Closed retorquere closed 8 years ago
Wait, you are saying DeclareCaseLangs is not fixed. Should I stick those languages in a preference so the translator can match?
I think that’s unnecessary. English is the only language that has case conversion. I’d be very surprised if anyone actually ever redefined \DeclareCaseLangs
.
So, on the
\emph
, what is the preference?
\emph{Homo sapiens}
or, if this it not feasible: {{\emph{Homo sapiens}}}
– NOT {\emph{Homo sapiens}}
More complex cases such as
<span class="nocase"><i>Sambucus nigra</i> subsp. <i>canadensis</i></span>
would have to be mapped to either \emph{Sambucus nigra} {subsp.} \emph{canadensis}
or {{\emph{Sambucus nigra} subsp. \emph{canadensis}}}
Or do you see any other options?
title = {From {Bell}’S {Theorem} to {Secure Quantum Key Distribution}},
… how to prevent this?
Not sure. Treat ’
as part of the word? Also, how do the citeproc-js routines for converting to title-case work (they must have some solution for this), and could BBT possibly borrow these?
I've looked into that, but they look to assume a substantial amount of internal state. I'm building a word parser from this right now.
WRT to the \emph{}
case, the reverse case is indeed more complex.
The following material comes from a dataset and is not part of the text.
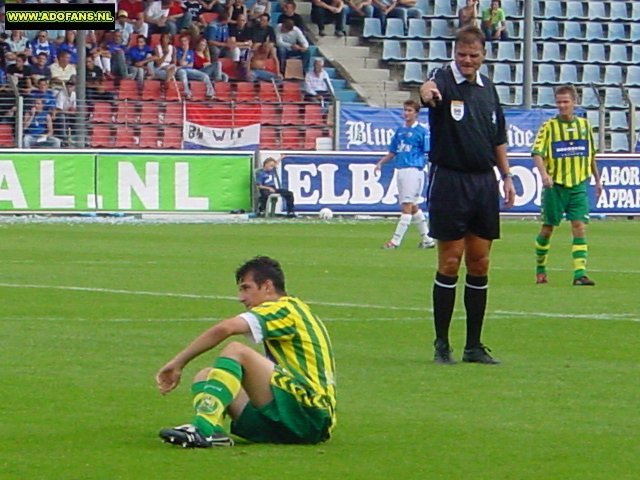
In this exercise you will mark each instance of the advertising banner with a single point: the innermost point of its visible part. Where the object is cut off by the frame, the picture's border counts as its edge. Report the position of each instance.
(346, 183)
(174, 183)
(41, 181)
It would require lookahead and that's not a level of complexity I'm looking forward to. adding a double-brace to protect would be the easiest way by far.
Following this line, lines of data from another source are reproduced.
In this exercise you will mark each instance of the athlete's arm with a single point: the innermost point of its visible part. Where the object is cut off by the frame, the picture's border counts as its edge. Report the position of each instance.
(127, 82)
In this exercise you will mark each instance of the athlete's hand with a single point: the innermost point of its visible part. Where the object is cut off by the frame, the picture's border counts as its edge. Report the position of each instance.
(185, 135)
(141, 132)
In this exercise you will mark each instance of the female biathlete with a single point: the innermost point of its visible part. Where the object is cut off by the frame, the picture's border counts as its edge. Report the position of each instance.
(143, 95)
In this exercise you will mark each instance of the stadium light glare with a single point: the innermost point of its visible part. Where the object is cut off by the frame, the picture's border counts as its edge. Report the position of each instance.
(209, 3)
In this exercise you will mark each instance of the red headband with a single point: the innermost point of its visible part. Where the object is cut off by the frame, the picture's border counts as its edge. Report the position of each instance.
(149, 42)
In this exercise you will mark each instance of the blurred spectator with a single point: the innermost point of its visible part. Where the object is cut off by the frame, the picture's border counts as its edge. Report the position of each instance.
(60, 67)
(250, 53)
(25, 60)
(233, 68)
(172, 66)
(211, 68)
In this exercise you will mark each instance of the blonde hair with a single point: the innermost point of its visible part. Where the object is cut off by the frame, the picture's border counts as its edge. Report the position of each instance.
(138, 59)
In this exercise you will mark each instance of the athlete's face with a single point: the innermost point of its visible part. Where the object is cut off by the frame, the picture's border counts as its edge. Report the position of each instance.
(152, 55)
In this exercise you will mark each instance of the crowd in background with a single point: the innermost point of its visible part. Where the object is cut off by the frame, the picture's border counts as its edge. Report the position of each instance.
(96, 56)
Argh, and then there is o'neal, where you do want to capitalize both.
Crazy.
I managed to tap into the CSL tittecaser (I think!), so we'll see how that goes. Not super enthusiastic about changing peoples' capitalization, so the title casing will definitely be behind a off-by-default preference.
It's starting to look fairly decent. Only titles are cased right now, I'd appreciate a list of fields that need this treatment (and help getting the test files updated for the new behavior). The title casing is a little fragile as the CSL titlecaser (sensibly) expects to be handed whole sentences, and I'm handing it fragments as I deal with the embedded HTML.
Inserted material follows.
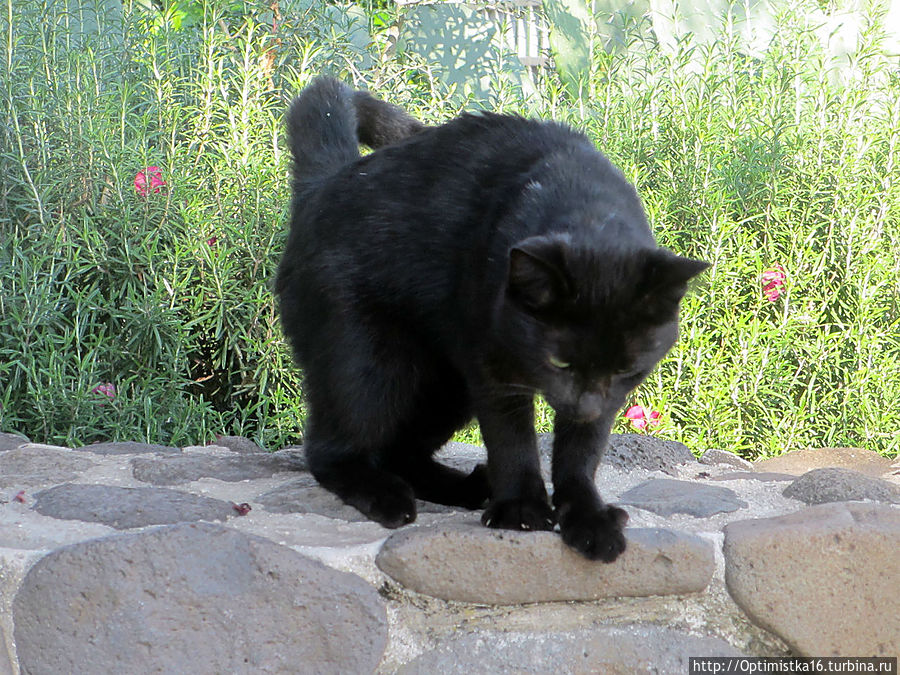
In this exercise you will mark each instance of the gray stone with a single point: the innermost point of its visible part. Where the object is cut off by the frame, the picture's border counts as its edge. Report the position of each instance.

… I'm handing it fragments …
But since Zotero fields may contain embedded <span class="nocase">…<span>
, <i>…</i>
, <b>…</b>
, etc. anyway, I would have expected the CSL titlecaser to be able to handle this.
… a list of fields that need this treatment …
title, container-title (except in Journal Article, Magazine Article, Newspaper Article), volume-title; not collection-title.
… getting the test files updated …
I’m afraid right now I’m still too busy with testing edge cases in biblatex (see e.g. https://tex.stackexchange.com/questions/276943/biblatex-how-to-to-emphasize-but-not-caps-protect; documentation is a complete mess).
The titlecaser doesn't uppercase anything inside HTML tags. If that's OK, I'm fine with that (it would simplify things), but it doesn't seem right.
You phrase applicability in CSL-JSON terms -- that follows the mapping behavior already present? volume-title doesn't always map to the same bibtex field, and the fields it maps to can be generated by other means. Can you specify this behavior further?
I’m afraid right now I’m still too busy with testing edge cases in biblatex (see e.g. https://tex.stackexchange.com/questions/276943/biblatex-how-to-to-emphasize-but-not-caps-protect; documentation is a complete mess).
which is a much more valuable way to spend your time. Forget about the test cases.
The titlecaser doesn't uppercase anything inside HTML tags.
Well, it seems not to uppercase the first word; see bug report at https://bitbucket.org/fbennett/citeproc-js/issues/187/title-case-formatter-does-not-title-case
I bet that's more breakage from it starting a fresh state after an HTML tag. I work around that with some success.
Can you specify this behavior further?
In biblatex terms: title, shorttitle, origtitle, booktitle, maintitle; not journaltitle, series, and eventtitle.
Since BBT currently does not output any subtitles, titleaddons, reprinttitle, issuetitle or indextitle, none of these are relevant.
Ah sweet, that makes things a lot clearer.
Done, tests are running.
When we're done, Zotero is going to have the best damn BibTeX support short of JabRef. And that includes the commercial offerings Zotero is usually compared against.
You bet!
Should journaltitle be caps-preserved? Or do caps preservation and titlecasing always and exclusively co-occur on the same set of fields?
Should journaltitle be caps-preserved?
No. Traditionally, journal titles are in title case and never change – and, more important for BBT, styles don’t try to change them.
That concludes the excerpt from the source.